In The Legal Differences between CIDC and CDC, researchers Professor Hans van Meerten and Elmar Schmidt find:
- Both Collective Defined Contribution (CDC) as well as Collective Individual Defined Contribution (CIDC) schemes feature collective asset pooling, but CDC schemes leave little room for individual risk management. CIDC schemes can accommodate such individual risk management and feature less complex rules for asset allocation.
- While both scheme types place the risks on pension scheme members, there being no external risk bearer, there is still greater risk sharing amongst scheme members than in Individual Defined Contribution (IDC) arrangements which is what most private sector employees have in the UK. Scheme members should be duly informed of their legal position vis-à-vis their employer and pension provider.
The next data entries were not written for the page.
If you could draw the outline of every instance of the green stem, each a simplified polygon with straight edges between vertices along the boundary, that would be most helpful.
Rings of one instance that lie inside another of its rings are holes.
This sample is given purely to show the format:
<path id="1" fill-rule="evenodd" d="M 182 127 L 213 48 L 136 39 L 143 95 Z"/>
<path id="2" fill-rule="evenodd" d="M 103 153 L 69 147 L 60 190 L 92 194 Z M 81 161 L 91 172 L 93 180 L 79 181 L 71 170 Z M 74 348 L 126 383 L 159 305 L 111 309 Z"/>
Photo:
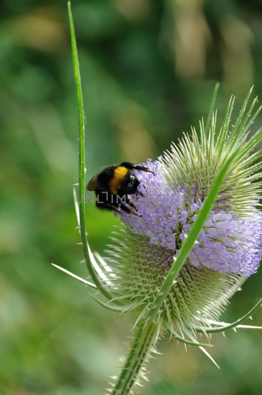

- CIDC schemes feature individual pension accounts, making the identification of a scheme member’s pension pot easier. This is not the same as individual ownership of the pension pot, which (typically) lies with the provider.
- The paper supports a recent submission by Professor David Blake, Director, Pensions Institute, to the UK Work and Pensions Select Committee which argued that CDC schemes might be the only form of collective pension scheme that is feasible in the short term.
Paper comes at crucial time in pensions debate
Professor Blake said the University of Utrecht paper comes at a crucial time in the ongoing debate around pensions.
“In the Netherlands as in the UK, a discussion questioning the sustainability and complexity of Defined Benefit schemes and their pension promise is taking place and it is useful for us to learn from their experience.
“CIDC schemes do have an advantage – they maintain individual accounts and are better able to deal with sudden cash withdrawals than CDC schemes, yet are still able to exploit economies of scale to the full which lowers costs through, for example, automatic enrolment and the pooling of investment and longevity risks.”
Recommendations for Government
Professor Blake recommended that the Government examines the feasibility of establishing collective individual defined contribution schemes – for both the accumulation and decumulation phases.
“Such schemes would be compatible not only with the defined ambition agenda, they would also be compatible with the new pension flexibilities following the 2014 Budget, while, at the same time, exploiting economies of scale to the full and allowing a high degree of risk pooling,” he said.